Brahms not only encouraged Dvorák in his work, but also convinced his publisher, Simrock, to take on the music of the once little-known Czech composer. Dvorák always respected and was grateful to his benefactor, and when Brahms’ Third Symphony appeared, he looked upon it as a challenge presented to him to put forth a surpassing effort in his next work in the form. With Brahms’ Symphony as the inspiration, and his grief at his mother’s passing as the soul, the idea of a new symphony grew within him. He poured some of his sadness into the Piano Trio in F minor, Op. 65, composed early in 1884, but the spark that ignited the actual composition of the Seventh Symphony was not struck until the following summer. Dvorák had been garnering an international success with his music during the preceding years, and his popularity was especially strong in England. As one of the stops on his busy conducting tours through northern Europe, he visited Britain for the first time in the spring of 1884, and on June 13th, he was elected an honorary member of the Philharmonic Society and simultaneously requested to provide a new symphony for that organization. It gave him the reason to put the gestating symphony to paper. Following another English foray in the fall that was more successful than the earlier one, he set to work on the symphony in December.

With thoughts of his mother still fresh in his mind, and with the example of Brahms always before him (“It must be something respectable for I don’t want to let Brahms down,” he wrote to Simrock), Dvorák determined to compose a work that would solidify his international reputation and be worthy of those who inspired it. The work’s orchestration was undertaken during the winter, and the score finished in March 1885, only a month before its premiere in London.

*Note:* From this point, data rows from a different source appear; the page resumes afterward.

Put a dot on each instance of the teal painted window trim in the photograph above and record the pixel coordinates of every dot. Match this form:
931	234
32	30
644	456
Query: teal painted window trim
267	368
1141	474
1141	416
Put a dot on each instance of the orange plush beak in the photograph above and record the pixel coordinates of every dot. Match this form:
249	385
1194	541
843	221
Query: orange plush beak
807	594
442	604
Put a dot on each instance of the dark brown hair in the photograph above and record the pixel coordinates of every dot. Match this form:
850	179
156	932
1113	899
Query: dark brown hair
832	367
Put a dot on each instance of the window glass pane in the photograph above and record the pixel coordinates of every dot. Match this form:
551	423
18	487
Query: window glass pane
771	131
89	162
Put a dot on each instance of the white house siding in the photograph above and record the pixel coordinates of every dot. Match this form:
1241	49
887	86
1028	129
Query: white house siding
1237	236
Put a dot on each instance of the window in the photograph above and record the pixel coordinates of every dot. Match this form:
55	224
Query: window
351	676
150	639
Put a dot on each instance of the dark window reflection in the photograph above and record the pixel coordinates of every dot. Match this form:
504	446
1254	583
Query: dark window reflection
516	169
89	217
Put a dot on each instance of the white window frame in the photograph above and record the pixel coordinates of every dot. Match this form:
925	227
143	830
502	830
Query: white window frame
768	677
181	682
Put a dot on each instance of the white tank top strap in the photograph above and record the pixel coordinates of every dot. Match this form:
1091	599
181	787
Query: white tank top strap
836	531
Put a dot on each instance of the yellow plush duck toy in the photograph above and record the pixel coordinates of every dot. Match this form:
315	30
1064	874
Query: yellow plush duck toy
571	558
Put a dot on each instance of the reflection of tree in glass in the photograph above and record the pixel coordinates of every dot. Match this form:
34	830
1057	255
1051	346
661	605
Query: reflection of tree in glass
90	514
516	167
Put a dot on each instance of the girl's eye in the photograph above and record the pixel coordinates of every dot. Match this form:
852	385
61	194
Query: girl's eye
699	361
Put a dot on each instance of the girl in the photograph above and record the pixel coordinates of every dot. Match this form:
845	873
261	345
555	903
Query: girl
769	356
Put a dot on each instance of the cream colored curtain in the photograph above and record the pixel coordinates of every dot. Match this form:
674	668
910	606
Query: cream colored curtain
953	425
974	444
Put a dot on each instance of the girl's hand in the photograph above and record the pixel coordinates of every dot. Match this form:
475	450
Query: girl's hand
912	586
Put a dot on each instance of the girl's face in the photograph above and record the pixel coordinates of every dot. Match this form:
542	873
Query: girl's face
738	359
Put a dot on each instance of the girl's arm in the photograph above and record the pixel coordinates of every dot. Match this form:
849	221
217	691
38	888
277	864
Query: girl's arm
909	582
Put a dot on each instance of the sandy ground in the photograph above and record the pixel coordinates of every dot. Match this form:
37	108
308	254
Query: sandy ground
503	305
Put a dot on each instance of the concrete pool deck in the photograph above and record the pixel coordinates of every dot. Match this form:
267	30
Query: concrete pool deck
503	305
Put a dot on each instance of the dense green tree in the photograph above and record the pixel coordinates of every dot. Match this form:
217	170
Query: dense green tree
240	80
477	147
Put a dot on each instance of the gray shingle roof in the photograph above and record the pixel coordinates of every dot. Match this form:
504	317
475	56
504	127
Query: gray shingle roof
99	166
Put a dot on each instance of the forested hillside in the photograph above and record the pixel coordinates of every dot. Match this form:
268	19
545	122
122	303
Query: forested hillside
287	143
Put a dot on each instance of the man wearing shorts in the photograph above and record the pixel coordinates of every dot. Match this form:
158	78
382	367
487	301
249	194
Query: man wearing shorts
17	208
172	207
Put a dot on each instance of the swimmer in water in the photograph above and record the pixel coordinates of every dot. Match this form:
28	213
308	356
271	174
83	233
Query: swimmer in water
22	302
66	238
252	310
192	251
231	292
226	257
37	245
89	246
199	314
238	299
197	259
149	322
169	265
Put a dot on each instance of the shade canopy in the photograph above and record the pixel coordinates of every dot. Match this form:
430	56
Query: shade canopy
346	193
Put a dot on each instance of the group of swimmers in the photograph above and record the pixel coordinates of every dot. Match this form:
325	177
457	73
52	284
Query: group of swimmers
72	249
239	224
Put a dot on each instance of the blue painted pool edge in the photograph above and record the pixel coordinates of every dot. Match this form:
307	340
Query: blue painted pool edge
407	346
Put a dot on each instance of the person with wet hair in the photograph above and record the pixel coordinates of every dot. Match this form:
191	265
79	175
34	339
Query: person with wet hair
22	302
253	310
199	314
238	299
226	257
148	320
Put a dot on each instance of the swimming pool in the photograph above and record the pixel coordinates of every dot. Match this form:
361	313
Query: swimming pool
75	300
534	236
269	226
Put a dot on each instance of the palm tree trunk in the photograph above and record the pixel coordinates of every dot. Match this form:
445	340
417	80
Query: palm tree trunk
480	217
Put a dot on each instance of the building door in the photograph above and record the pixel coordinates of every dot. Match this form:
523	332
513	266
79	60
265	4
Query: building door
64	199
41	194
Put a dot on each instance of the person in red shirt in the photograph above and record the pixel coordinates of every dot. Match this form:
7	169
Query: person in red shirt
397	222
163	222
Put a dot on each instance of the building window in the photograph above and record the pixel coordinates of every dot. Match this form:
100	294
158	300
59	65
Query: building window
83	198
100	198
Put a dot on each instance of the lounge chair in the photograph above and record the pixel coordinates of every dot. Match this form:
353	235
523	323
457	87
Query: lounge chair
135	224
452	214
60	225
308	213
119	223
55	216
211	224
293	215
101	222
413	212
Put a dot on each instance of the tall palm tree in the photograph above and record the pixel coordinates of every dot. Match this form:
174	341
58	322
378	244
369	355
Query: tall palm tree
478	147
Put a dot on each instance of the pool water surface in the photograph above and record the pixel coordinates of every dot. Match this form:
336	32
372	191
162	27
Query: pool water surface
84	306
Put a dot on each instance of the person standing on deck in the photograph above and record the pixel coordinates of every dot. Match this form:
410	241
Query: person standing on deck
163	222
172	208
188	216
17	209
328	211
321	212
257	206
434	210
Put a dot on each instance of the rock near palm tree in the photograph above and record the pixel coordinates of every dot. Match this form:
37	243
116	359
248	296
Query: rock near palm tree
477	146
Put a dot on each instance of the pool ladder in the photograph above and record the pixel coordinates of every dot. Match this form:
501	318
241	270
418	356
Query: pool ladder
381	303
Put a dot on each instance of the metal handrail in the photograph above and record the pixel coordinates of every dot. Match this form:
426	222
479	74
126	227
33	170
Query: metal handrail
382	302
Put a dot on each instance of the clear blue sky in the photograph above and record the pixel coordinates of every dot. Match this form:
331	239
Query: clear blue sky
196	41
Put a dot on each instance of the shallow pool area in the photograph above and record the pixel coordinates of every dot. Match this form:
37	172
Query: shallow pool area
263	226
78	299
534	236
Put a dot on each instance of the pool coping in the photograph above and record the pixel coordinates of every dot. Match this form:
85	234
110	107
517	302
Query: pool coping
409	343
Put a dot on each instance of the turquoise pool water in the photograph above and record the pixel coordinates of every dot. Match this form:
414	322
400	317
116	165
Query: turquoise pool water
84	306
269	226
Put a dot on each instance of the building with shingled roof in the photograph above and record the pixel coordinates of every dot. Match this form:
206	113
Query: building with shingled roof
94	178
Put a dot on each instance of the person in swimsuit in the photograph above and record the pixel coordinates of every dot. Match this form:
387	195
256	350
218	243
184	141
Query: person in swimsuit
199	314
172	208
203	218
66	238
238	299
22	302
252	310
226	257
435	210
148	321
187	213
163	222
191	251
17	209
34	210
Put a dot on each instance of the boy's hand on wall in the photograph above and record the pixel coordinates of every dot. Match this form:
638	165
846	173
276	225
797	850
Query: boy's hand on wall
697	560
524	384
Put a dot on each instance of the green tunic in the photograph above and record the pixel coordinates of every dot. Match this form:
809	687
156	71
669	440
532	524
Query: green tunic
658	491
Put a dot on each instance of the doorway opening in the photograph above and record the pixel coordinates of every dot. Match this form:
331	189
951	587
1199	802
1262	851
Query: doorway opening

The Seventh Symphony begins with an ominous rumble deep in the basses. The haunting main theme is introduced by the violas and cellos, then echoed by the clarinets. Almost immediately, the possibilities for development built into the theme are explored, and the music rapidly grows in intensity until a climax is achieved when the main theme bursts forth in dark splendor from the full orchestra. The tension subsides to allow the flute and clarinet to present the lyrical second theme. The development, woven from the thematic components of the exposition, is compact and concentrated. The recapitulation is swept in on an enormous wave of sound that is capped by the re-entry of the timpani. The main theme is abandoned quickly, and the repeat of the flowing second theme is entrusted to two clarinets in a rich setting. The main theme returns, at times with considerable vehemence, to form the coda to this magnificent movement.

The second movement opens with a chorale of an almost otherworldly serenity. A complementary thematic idea with wide leaps is heard from the strings. The unusual form of the movement, part variations, part sonata, is perhaps best heard as the struggle between the beatific grace of the opening and the various states of musical and emotional tension that militate against it. It is likely that Dvorák intended this expressive music as the heart of the Symphony, as a cathartic portrayal of the feelings that had troubled him since the death of his mother. The Scherzo is at once graceful and compelling, airy and forceful. Its bounding syncopations give it an irresistible vivacity set in a glowing, burnished orchestral sonority. Though the central trio is more lyrical, it has an incessant rhythmic background in the strings that lends it an unsettled quality. The finale continues the brooding mood of the preceding movements. Unlike many minor-mode symphonies of the 19th century, this one does not end in a blazing apotheosis of optimism, but, wrote Otakar Sourek, “rises to a glorious climax of manly, honorable and triumphant resolve.” The finale is large in scale and assured in expression, and carries an emotional weight equal to that of the earlier movements. It is a moving climax to one of Dvorák’s greatest creations.